KATE NORTHROP—"JITTERY NOCTURNE" (ISSUE 22)

JITTERY NOCTURNE

Outside after a bad dream —no stars,
no canopy of leaves— just streets
 

and down those streets, like large
flat rocks in the middle of a stream, my neighbors’ houses.



But sometimes, walking around, straight ahead
on sidewalks, I correspond with arguments

swimming at the heart of houses, and move parallel

to their interiors: old clothes, crates,
canned peaches —everything

sinking to the bottom of the bottom of houses.



Rain, starting slowly, thuds

the metal bottom of a boat— a sound you know in the middle
of the night in houses.

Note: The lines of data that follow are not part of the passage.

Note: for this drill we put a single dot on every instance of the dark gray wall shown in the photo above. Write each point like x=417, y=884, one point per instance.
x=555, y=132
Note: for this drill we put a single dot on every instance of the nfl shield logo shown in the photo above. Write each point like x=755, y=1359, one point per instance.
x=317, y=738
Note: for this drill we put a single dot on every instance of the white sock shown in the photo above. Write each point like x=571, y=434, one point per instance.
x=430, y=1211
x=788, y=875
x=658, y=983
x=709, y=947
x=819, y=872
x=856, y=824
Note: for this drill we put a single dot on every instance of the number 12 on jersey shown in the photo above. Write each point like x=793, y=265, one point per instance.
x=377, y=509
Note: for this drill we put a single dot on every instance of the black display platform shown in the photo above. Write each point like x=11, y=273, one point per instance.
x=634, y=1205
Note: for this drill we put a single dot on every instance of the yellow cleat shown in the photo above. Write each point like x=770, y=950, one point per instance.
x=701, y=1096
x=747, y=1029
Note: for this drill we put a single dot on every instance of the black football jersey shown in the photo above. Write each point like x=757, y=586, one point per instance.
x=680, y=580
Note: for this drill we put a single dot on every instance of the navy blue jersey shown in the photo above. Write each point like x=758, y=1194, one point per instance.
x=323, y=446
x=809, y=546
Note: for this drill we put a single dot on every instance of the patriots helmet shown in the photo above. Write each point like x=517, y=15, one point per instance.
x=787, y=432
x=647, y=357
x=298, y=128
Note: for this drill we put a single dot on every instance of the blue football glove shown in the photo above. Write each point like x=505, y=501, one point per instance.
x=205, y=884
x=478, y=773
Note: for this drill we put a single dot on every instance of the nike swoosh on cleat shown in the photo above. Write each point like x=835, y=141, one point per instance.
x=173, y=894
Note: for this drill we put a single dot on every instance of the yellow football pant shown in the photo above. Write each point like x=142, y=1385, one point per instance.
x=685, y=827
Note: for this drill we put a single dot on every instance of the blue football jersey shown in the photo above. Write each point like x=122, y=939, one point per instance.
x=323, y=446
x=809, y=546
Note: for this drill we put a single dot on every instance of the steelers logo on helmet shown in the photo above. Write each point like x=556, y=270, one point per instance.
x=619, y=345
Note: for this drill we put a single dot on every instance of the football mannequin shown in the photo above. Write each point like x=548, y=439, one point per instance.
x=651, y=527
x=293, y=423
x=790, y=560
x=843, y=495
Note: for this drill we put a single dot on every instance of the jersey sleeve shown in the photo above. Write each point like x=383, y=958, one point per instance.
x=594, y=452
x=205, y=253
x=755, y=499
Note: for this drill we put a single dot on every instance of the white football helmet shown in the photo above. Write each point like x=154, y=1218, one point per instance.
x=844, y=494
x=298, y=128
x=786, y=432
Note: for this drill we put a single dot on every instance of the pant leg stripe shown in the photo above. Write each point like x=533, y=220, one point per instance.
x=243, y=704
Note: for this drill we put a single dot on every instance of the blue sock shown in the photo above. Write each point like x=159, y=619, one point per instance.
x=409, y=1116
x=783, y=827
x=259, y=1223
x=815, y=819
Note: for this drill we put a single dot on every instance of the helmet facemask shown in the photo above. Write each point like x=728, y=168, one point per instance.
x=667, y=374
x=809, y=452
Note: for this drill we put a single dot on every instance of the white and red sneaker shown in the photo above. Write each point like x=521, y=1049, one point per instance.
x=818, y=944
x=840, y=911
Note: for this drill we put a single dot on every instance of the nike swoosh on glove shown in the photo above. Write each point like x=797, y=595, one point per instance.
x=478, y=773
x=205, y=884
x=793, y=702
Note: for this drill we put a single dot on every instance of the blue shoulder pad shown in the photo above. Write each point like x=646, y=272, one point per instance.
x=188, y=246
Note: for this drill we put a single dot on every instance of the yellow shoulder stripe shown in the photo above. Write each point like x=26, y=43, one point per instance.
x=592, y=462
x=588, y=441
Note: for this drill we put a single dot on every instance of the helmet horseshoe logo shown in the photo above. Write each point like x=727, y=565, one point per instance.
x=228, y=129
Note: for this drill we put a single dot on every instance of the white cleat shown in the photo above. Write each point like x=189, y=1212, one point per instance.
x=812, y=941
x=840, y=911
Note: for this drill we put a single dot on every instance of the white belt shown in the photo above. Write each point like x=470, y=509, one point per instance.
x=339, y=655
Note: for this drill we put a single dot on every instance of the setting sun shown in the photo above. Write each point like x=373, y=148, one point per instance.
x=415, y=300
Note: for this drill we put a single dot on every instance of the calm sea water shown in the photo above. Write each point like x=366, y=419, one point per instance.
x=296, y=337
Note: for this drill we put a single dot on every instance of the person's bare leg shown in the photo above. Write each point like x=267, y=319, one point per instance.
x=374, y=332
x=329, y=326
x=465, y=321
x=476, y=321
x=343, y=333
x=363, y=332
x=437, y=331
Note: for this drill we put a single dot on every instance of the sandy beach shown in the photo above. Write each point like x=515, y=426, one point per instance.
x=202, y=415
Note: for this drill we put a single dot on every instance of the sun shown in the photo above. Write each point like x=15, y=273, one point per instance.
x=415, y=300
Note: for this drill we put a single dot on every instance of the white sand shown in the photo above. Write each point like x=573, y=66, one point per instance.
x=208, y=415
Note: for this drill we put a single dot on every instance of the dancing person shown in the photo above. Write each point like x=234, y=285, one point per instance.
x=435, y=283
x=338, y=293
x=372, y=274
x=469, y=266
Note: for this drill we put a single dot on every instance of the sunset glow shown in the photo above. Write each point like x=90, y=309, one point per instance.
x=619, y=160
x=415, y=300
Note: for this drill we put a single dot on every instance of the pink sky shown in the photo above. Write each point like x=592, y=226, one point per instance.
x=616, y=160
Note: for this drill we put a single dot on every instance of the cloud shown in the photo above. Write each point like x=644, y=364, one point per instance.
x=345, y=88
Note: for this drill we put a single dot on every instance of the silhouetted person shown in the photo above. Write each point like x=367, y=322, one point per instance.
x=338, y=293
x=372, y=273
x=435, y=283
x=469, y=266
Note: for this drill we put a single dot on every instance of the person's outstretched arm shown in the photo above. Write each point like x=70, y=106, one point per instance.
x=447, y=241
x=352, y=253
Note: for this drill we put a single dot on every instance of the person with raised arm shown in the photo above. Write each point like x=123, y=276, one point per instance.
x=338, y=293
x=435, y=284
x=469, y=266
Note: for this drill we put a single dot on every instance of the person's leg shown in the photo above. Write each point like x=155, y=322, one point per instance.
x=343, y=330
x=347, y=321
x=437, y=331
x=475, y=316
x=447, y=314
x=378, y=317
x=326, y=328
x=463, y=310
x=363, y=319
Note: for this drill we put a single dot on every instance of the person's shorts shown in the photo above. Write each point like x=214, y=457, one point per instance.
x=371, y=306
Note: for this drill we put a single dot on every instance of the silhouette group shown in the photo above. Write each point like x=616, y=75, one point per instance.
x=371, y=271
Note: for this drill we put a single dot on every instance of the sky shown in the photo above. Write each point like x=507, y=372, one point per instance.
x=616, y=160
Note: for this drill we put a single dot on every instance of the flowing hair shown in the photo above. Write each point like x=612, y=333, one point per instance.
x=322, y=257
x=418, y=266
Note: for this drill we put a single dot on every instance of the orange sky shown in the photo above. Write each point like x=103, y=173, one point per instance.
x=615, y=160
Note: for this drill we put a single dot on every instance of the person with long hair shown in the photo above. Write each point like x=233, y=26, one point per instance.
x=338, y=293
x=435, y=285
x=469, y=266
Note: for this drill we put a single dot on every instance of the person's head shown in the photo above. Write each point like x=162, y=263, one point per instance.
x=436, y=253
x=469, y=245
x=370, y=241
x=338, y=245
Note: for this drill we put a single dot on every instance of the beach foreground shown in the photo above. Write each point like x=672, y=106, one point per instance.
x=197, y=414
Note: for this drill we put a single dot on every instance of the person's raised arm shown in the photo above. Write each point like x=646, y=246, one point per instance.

And there’s a current pulling

at the boat, the movement of debt— we do not

own these houses.



Often I am brushed on the leg —right in the kitchen!—
by a fish, yet my sisters trust the integrity of houses.

Lately I’m happy to be having the sex I am having
most often now, inside of houses.

Those tiny, inquisitive sea horses, flickering
here and there— how they addressed us we will remember in houses.



Later, like an allowance, the moon comes round: fat, white

Later the moon floods
the alleys, empties the rooms of our houses.



How I know I am not happens most often in houses:
creaking the floorboards, slowly breathing in houses.

 

ABOUT THE POET

Kate Northrop is a recipient of the Jeannette Haien Ballard Writers Award and fellowships at the MacDowell Colony and Yaddo. Her recent poetry collections are Clean (Persea Books) and cuntstruck (C and R Press). Northrop is a contributing editor at The American Poetry Review and teaches in the Creative Writing Program at the University of Wyoming. She lives in Laramie, WY.